With the harsh winter weather showing no signs of slowing down and giving us spring anytime soon, and instead, bringing major travel impacts to the state, the Wyoming Department of Transportation wants to issue some reminders to residents and travelers.

Strong winds and snow are causing closures in every WYDOT district. Before the snow started to fall, wind wreaked havoc on the highways, causing closures and delays through the recent holiday weekend.

WYDOT urges motorists to obey road closures and not drive past road closure gates. Closures indicate the road is impassable at some point, whether it be from large drifts, ground blizzards, or a crash.

Tom DeHoff, assistant chief engineer for operations at WYDOT, says, “WYDOT has seen a major increase in gate runners this season. Motorists illegally passing gates delays WYDOT from reopening the road; crews have to shift to addressing stuck and stranded drivers and the drifts their vehicles caused while they were stuck.”

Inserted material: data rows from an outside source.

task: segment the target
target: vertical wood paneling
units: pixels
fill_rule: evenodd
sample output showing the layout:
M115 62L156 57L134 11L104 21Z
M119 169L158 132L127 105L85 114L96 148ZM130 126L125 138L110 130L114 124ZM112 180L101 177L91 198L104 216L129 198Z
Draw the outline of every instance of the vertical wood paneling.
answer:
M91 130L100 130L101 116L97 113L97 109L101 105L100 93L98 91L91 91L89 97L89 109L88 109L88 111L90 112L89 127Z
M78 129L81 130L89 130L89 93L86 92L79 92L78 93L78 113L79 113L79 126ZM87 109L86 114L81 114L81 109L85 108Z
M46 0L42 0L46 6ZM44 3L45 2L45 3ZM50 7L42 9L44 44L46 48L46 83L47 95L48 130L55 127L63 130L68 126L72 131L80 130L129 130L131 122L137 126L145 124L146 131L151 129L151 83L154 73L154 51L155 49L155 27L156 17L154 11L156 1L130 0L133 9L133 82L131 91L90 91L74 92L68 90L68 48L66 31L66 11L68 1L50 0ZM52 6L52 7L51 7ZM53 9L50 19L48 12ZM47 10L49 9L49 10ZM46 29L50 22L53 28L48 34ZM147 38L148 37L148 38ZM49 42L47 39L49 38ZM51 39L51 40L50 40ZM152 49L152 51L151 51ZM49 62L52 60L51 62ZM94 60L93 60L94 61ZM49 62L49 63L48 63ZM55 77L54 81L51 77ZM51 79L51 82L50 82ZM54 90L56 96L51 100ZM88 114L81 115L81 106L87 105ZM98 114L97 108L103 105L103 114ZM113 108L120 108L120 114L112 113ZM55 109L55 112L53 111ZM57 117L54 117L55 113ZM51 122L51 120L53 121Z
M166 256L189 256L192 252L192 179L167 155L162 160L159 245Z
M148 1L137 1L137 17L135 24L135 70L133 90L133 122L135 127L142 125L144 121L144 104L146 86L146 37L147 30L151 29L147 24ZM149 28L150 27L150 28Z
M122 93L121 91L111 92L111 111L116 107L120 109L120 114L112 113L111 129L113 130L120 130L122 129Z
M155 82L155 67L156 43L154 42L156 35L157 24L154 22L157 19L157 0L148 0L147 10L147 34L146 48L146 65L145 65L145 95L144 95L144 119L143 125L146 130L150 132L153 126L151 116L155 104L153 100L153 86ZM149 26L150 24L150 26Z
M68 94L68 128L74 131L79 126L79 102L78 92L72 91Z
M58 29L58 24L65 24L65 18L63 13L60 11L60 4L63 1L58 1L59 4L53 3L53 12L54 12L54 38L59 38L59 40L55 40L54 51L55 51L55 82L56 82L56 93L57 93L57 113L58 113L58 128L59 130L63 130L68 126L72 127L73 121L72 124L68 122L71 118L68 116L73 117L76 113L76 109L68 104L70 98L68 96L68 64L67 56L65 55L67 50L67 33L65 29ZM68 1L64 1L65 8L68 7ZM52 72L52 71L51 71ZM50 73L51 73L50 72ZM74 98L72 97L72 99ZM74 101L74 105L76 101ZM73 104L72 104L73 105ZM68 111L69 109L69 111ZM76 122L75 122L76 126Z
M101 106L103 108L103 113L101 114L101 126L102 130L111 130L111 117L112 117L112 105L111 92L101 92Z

As announced in November, WYDOT has been experiencing personnel shortages, including shortages of snowplow operators and Wyoming Highway Patrol Troopers. In previous storms, WYDOT and the WHP have moved forces from areas less impacted by a storm to areas with heavier impacts to help those crews.

However, since this storm is impacting the entire state, it is possible that levels of service, especially on lower-level roads, will be reduced during this storm.

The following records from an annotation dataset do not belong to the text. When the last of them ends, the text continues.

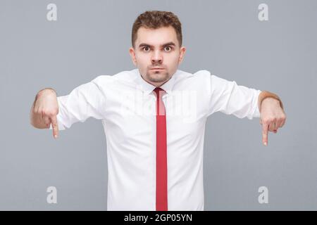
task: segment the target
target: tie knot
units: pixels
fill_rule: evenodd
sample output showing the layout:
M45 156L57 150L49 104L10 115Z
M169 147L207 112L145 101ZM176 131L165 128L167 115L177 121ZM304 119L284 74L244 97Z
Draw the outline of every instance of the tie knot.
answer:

To see the hours of service on Wyoming highways, check out the Snowplow Priority Plan.

If it feels like this winter has been harsher than the last few years, you aren’t alone. WYDOT crews have been working long hours, weekends, and holidays to fight the harsh weather and near-hurricane-force winds.

Winds have been causing stretches of multiple-foot-deep snow drifts on highways like US Highway 287 north of Rawlins and even portions of Interstate 25 and Interstate 80. The drifts are leading to prolonged closures as crews have to use rotary plows and other heavy equipment to move the deep snow. Rotary plows are typically used to open seasonal closures, like Wyoming Highway 130 through the Snowy Range.

“Plowing through large drifts isn’t as easy as just driving a plow through. The drift condenses and acts almost like concrete, so it requires large, slow-moving, heavy-duty equipment to even make a dent,” DeHoff said.

For those who do have to try to travel, please give WYDOT plows plenty of room to work. Use caution if passing; the road behind an active plow is the safest.

Know before you go, motorists should check road conditions before traveling at www.wyoroad.info or on the Wyoming 511 app.

Motorists can also sign up for helpful programs like 511 Notify, which sends users text or email updates about road conditions, or the Wyoming Travel Authorization Program, which authorizes users to travel on sections of closed highways when it is deemed safe enough to do so.

While the 511 options are helpful, WYDOT reminds motorists that tools like web cameras do not always show the whole story. Impacts can be severe off-camera while on-camera looks fine. Please trust the road closures are in place for a reason.

The 511 tools are WYDOT’s only source for road condition information. Other sites or GPS navigation software do not always have accurate information and may take travelers on alternative routes that are impassable or unmaintained in the winter.